If you assign equal unit weights to all 5 PCs in the network now represented by 5 PCs instead of 2 PCs, you also increase the proportion of weighting assigned to the NOAMER network relative to all weights. With two PCs, the NOAMER network had about 16% of the weights, but, if 5 PCs are each assigned equal weight, then the proportion of weight increases from 2/12.357 to 5/15.357 or nearly doubles.
Let’s suppose for a moment that there was a reason why Mann allocated 16% of the total weights to the NOAMER network. Perhaps it wasn’t clearly articulated but one can’t exclude the possibility that there was a reason. Why would the proportion assigned to this network increase because of the decision to increase the number of PCs used to represent the network? Mann has changed this aspect of his methodology. On the basis that this network should represent 16% of the total weight, then the weight allocated to all 5 PCs should still amount to 16% of the total weight. Instead of equal unit weights, the 5 PCs should be assigned lower weights.
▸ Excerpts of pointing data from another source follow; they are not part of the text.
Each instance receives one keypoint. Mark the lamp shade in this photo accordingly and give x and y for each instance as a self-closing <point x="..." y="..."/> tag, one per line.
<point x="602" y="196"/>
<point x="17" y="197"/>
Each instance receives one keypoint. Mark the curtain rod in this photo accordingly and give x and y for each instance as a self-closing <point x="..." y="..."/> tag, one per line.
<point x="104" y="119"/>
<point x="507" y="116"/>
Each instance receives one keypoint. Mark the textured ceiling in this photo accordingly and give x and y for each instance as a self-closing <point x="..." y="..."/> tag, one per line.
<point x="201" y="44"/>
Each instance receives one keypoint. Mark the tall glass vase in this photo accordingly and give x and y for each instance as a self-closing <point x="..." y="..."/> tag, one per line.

There’s another weighting issue which reflects the reduced proportion of total variance accounted for by a PC4 (and is a pleasing and rational way of dealing with the frustration that a PC4 should dominate the subsequent regression.) In Mann’s calibration, he weighted the temperature PCs by their eigenvalues. Now this procedure is undone by the subsequent rescaling (hey, this is Mann we’re talking about), but the idea of weights by eigenvalues is not a bad one.
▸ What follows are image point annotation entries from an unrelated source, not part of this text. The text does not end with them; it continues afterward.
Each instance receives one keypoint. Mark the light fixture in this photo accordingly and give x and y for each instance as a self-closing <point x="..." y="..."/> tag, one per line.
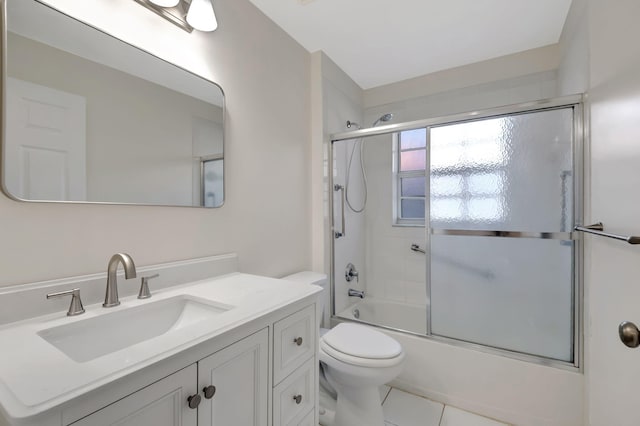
<point x="187" y="14"/>
<point x="201" y="15"/>
<point x="165" y="3"/>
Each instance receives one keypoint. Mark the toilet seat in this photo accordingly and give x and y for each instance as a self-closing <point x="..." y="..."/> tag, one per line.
<point x="361" y="346"/>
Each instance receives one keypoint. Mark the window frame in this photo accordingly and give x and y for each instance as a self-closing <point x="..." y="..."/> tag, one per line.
<point x="397" y="177"/>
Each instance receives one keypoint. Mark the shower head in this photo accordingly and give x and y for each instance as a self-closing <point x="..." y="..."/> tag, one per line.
<point x="383" y="118"/>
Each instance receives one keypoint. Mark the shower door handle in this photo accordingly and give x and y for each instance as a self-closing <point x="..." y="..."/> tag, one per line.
<point x="342" y="232"/>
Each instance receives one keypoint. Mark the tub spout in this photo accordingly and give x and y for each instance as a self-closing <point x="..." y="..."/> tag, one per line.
<point x="356" y="293"/>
So a plausible implementation for the tree ring network would be to weight each tree ring PC by its eigenvalue so that the more important PCs were weighted more heavily, requiring also, as in the prior paragraph, that the total weights be apportioned so that the network still accounts for 16% of total weight. If this quite plausible procedure is done, then the weights assigned to the Graybill bristlecones are reduced substantially – so that the resulting recon is only marginally different from the reconstruction using 2 PCs as shown below:
I absolutely don’t want readers to get the impression that any of these squiggles mean anything. They are just squiggles. The MBH squiggle gets a HS shape from higher weighting of Graybill bristlecone chronologies. As I’ve said over and over, the Graybill Sheep Mt chronology was not replicated by Ababneh and all calculations involving the Graybill Sheep Mt chronology (including MBH, Mann and Jones 2003, Mann et al 2007, Juckes, Hegerl etc) should be put in limbo pending a resolution of the Sheep Mt fiasco.
Today I’m just making an appealing mathematical point – differences between the number of retained PCs can and should impact the weights in the weighted regression. The statement by Wahl and Ammann that these weights don’t matter – as a mathematical point – is, in Tamino’s words, “just plain wrong”. Purporting to salvage MBH by increasing the number of retained PCs without reflecting this in the overall weight assigned to the network increases the proportion of weight assigned to the network – in this case dramatically.
If the overall weight of the network is left unchanged and the PCs additionally weighted in proportion to their eigenvalues, the net result does not yield a HS using AD1400 proxies.